Racine carrée du verbe être

Paris, 18.11.2022  L´évènement théâtral de l´automne á`Paris est une oeuvre en trois pièces de Wajdi Mouawad au Théatre de la Colline. On peut les regarder d´affilée, ce qui dure six heures. Je l´ai fait et je ne l´ai pas regretté du tout.
Racine carrée du verbe être parle à la manière de Jean Racine, je pense, mais aussi des racines – notamment celles de Libanais qui ont dû fuir les explosions politiques en série de leur pays. Dans la pièce, les réfugiés protagonistes sont tous nommés Talyani Waqar Malik, mais leurs vies dans leur pays d´exil européen (France, Belgique, Suisse, Italie) prennent différentes directions: un Talyani est professeur-chercheur, un autre chauffeur de taxi etc., et par conséquent, les conjointes prennent des rôles assortis à la classe sociale en question.

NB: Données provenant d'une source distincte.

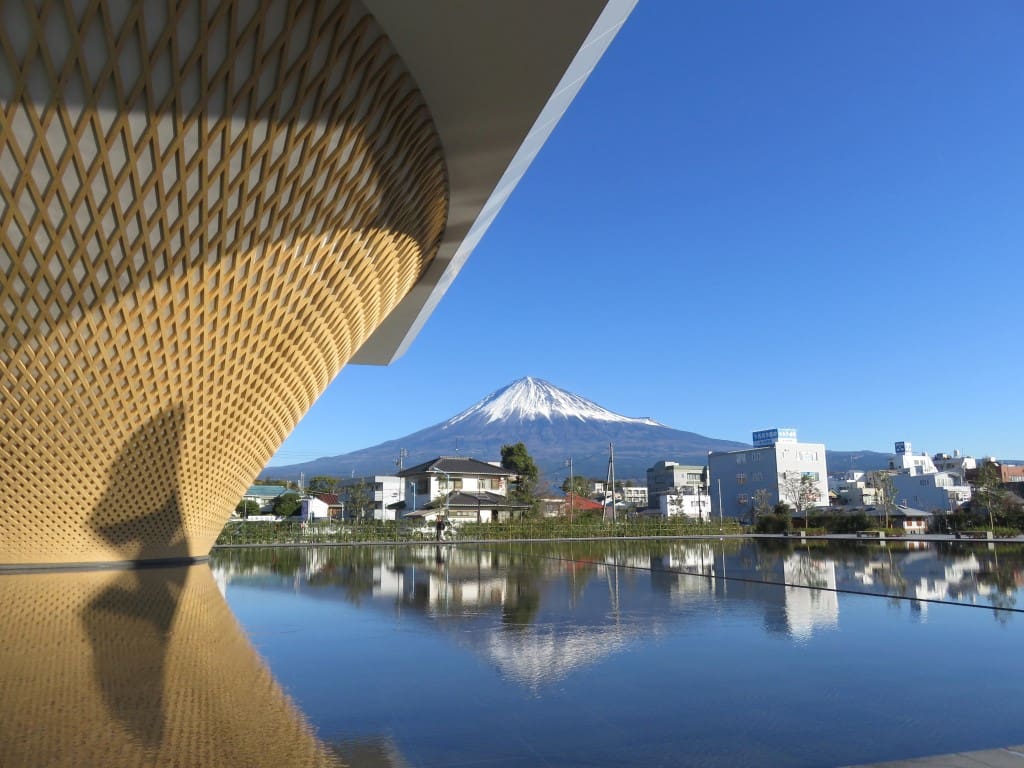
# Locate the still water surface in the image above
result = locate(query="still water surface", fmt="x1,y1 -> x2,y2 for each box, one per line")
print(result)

La première partie commence avec une explosion gigantesque sur le plateau, elle figure celle de 2020, quand un hangar de nitrate avait éclaté près du port de Beirut, dévastant „le quartier des cafés“ et faisant 215 morts. La spectatrice est bousculée et tout de suite après épatée par l´effet ésthétique. C´est peut-être dans la simultanéité d´une vidéo de dessins animés et d´énormes détonations de feux d´artifices sur la scène avec maints effets de lumière. Toute la première partie est rythmée par d´autres explosions qui, elles aussi, entraînent chaque fois l´exil d´un Talyani avec sa famille (femme et deux enfants).
Je vois la parallèle avec Racine, le dramaturge, dans l´âcreté et parfois la cruauté avec laquelle les figures analysent le caractère des autres, mais aussi celui de la société qui les accueille en Europe. Je dirais, que c´est aussi un tableau de l´exil, où les spectateurs qui ont la chance d´être assis dans un fauteuil de théâtre (plus ou moins confortable à la Colline) et de connaître des forêts d´arbres qui survivent depuis 1811, sont bousculés par des explosions dans l´ailleurs qui leur apportent ces Talyanis qui se débattent et qui dans leur pays n´ont rien qui survit.
Les acteurs sont magnifiques, la mise en scène est comme une corégraphie de lignes qui se déployent pour s´emmêler d´une autre façon à la fin, symbolisant la finesse de la narration. Il y a des moments poétiques et captivants, comme le début où un garçon de 9 ans est assis avec un vieil homme, ils discutent de mathématiques. Comme le dit le text promotionnel du théâtre, la pièce en série parle aussi de métaphysique et de maths (de la racine carrée), mais je voulais un peu parler de la narration de cette oeuvre.